Google Cloud Data Fusion for Better Data Accessibility
Google Cloud Data Fusion is a fully managed, cloud-native data integration service that helps users efficiently build and manage ETL/ELT ( Extract Transform and load /Extract load Transform) data pipelines efficiently without any hassle.
Google Cloud Data Fusion is a fully managed, cloud-native data integration service that helps users efficiently build and manage ETL/ELT (Extract Transform and load/Extract load Transform) data pipelines efficiently without any hassle.
Smarter data integration for smarter analytics :
Google Cloud Data Fusion completely managed cloud-native data integration service that helps users efficiently to build and manage ETL/ELT( Extract Transform and load /Extract load Transform) data pipelines.
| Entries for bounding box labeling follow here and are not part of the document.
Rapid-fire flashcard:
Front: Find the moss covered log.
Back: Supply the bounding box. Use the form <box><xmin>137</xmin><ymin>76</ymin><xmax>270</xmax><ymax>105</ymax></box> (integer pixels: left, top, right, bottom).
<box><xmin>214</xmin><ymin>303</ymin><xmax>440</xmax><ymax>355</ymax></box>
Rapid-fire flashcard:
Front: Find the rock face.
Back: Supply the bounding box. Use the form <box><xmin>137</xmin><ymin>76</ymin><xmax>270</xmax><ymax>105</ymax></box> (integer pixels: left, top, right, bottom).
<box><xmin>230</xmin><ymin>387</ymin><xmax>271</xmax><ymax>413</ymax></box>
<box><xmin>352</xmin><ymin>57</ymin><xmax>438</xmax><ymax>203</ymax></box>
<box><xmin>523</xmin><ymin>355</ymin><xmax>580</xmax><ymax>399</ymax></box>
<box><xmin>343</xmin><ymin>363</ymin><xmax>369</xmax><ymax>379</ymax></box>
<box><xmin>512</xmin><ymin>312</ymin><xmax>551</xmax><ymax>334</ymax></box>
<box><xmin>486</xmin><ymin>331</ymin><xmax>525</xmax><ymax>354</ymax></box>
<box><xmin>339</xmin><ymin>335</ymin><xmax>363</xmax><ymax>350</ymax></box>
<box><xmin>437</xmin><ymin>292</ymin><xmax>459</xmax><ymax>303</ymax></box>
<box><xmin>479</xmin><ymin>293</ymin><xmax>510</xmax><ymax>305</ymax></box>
With a user-friendly graphical interface (GUI) and a broad open-source library of preconfigured connectors and transformations, Google Cloud Data Fusion moves an organization’s focus away from code and integration towards insights and action.
Complete Code-free deployment of data pipelines:
Google Cloud Data Fusion gives a visual point-and-click interface (Easy to access interface) that enables the complete code-free development of ETL(Extract Transform and load) pipelines. When users combined with its broad library of data transformation blueprints, Google Cloud Data Fusion authorize a self-service model of data integration that removes the expertise-based bottlenecks and accelerates time to insight.
An open core, delivering hybrid and multi-cloud integration:
Google Cloud Data Fusion is created on the open-source project CDAP(Cask Data Application Platform) and this open core ensures the data pipeline portability for users. Cask Data Application Platform (CDAP)’s broad integration with on-premises and public cloud platforms give Google Cloud Data Fusion users the ability to break down and deliver insights that were previously inaccessible.
Robust data engineering through collaboration and standardization:
Google Cloud Data Fusion offers preconfigured transformations from an OSS (Operational Support System) library as well as the ability to create an internal library where you can customize the connections and transformations that can be shared, validated, and reused across an organization. It lays the foundation for collaborative data engineering as well as improves the overall productivity of an organization. That means less waiting for data engineers and, most importantly, less sweating about code quality.
Get more from Google’s industry-leading big data tools:
Google Cloud Data Fusion simplifies data security and ensures that your data is frequently available for analysis. Whether you’re curating a data lake with Cloud Storage and Cloud Dataproc, moving data into BigQuery for data warehousing, or transforming data to land it in a relational store like Cloud Spanner, Cloud Data Fusion’s integration makes development and iteration fast as well as easy.